Anyway, as a result of this, I ended up being kicked off IB (Incapacity Benefit), and had to appeal the decision. While you are appealing (it’s a lengthy process – in my case about 6 months) you aren’t entitled to IB, and so you’re presented with two alternatives. You can either opt for a substantially reduced amount of Income Support (which doesn’t give you enough to live on), or alternatively you can get more money by signing on for Jobseeker’s Allowance. If you sign up for JSA, of course, you immediately have to start looking for work. It seems likely that the intention behind this is that, before you have been able to appeal the IB decision, you will have been offered a job. Under the rules of JSA, if you refuse the job your benefit is stopped.
So, at this point you’re having to cope with: your original MH problem; the stress of trying to gather evidence and prepare an appeal for IB; the stress of attending compulsory JSA interrogations; the stress of applying for several jobs a week; and, finally, the stress of deciding whether to accept a job you know you aren’t capable of doing, or alternatively starting a whole new fight with the DWP. Most people will find this level of stress impossible to bear, and there’s a good chance it will trigger a worsening of their condition (it certainly did for me). But there’s also a good chance that quite a few people will decide they can’t take any more, and either accept the job, or just walk away from the whole thing. Either is a ‘victory’ for the DWP, of course, as it means a reduction in the number of people claiming IB.
The fact that, amongst those people, there will be a fair number of the genuinely ill who have been put through an enormous amount of unnecessary distress is irrelevant. The fact that every appeal that goes in favour of the benefit claimant represents an enormous waste of time and money by the DWP is irrelevant. The fact that many of those who are removed from the IB lists will end up back on them in only a few months time is irrelevant. All that matters to the DWP is that they can show to an aggressively right-wing media that they have been “getting tough” with IB claimants.

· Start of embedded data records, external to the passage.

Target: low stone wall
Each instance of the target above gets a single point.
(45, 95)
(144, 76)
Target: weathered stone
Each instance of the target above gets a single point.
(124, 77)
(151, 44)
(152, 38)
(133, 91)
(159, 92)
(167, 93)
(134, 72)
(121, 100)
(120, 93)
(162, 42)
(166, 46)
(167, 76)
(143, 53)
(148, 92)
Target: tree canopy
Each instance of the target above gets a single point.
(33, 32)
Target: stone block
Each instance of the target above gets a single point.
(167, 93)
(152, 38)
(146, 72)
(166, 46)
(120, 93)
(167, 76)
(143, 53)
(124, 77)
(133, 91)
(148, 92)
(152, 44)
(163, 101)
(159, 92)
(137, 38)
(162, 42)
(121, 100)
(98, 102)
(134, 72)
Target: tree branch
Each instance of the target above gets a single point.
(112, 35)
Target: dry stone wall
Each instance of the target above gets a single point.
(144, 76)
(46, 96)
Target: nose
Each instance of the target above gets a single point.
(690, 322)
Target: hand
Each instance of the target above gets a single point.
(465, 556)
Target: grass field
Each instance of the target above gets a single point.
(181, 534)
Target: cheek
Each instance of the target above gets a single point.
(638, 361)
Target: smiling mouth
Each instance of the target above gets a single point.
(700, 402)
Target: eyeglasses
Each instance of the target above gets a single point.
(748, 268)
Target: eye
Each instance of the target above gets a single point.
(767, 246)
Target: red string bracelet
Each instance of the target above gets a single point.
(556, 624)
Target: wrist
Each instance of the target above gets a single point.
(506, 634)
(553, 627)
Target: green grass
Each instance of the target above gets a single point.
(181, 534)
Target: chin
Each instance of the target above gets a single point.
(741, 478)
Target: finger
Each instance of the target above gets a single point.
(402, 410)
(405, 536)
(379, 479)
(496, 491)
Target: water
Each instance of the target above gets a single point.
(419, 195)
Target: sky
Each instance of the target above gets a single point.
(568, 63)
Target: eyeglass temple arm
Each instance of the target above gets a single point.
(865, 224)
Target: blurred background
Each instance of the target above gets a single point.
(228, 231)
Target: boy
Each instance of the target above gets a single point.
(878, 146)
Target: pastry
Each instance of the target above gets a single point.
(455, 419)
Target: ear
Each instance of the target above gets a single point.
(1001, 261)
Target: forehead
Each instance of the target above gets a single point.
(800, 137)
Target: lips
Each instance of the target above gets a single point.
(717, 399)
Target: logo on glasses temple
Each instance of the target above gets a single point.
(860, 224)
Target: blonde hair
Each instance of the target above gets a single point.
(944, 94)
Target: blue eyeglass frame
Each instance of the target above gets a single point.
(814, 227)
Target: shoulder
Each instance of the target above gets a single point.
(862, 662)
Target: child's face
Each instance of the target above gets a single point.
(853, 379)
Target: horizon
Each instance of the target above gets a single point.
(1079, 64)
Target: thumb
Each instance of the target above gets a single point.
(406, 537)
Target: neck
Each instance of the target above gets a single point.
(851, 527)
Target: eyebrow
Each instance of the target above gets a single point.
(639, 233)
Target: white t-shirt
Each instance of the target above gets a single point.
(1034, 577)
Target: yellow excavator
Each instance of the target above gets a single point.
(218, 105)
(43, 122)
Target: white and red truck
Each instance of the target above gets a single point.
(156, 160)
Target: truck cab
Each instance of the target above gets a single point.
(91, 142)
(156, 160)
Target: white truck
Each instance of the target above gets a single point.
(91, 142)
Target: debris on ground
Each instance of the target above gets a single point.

My own experience hasn’t been quite as bleak as this. With the help of the Citizen’s Advice Bureau I eventually got a chance to fight and win my appeal. I was put back onto IB, and I got the arrears paid to me, which meant I was able to pay back all the people I’d been forced to borrow money from. The guy from the CAB also gave me a lot of advice on how to fill in the IB questionnaire, and how to handle DWP medicals, and as a result of that I have so far (touch wood) not had to go through another appeal. My next review is due in April (I think), so I’ll have to keep you posted as to how this one goes.
Well, this has been an enormously long post. Thanks for sticking with it. I hope it’s given an insight into some of the problems I’ve faced in getting the money that pretty much every doctor, psychologist, psychiatrist etc I’ve seen thinks I’m entitled to. I hope you’ll agree that it’s a long way from being easy money for the work-shy. This is how difficult, traumatic, and idiotic the process is right now – the government are planning to make it harder.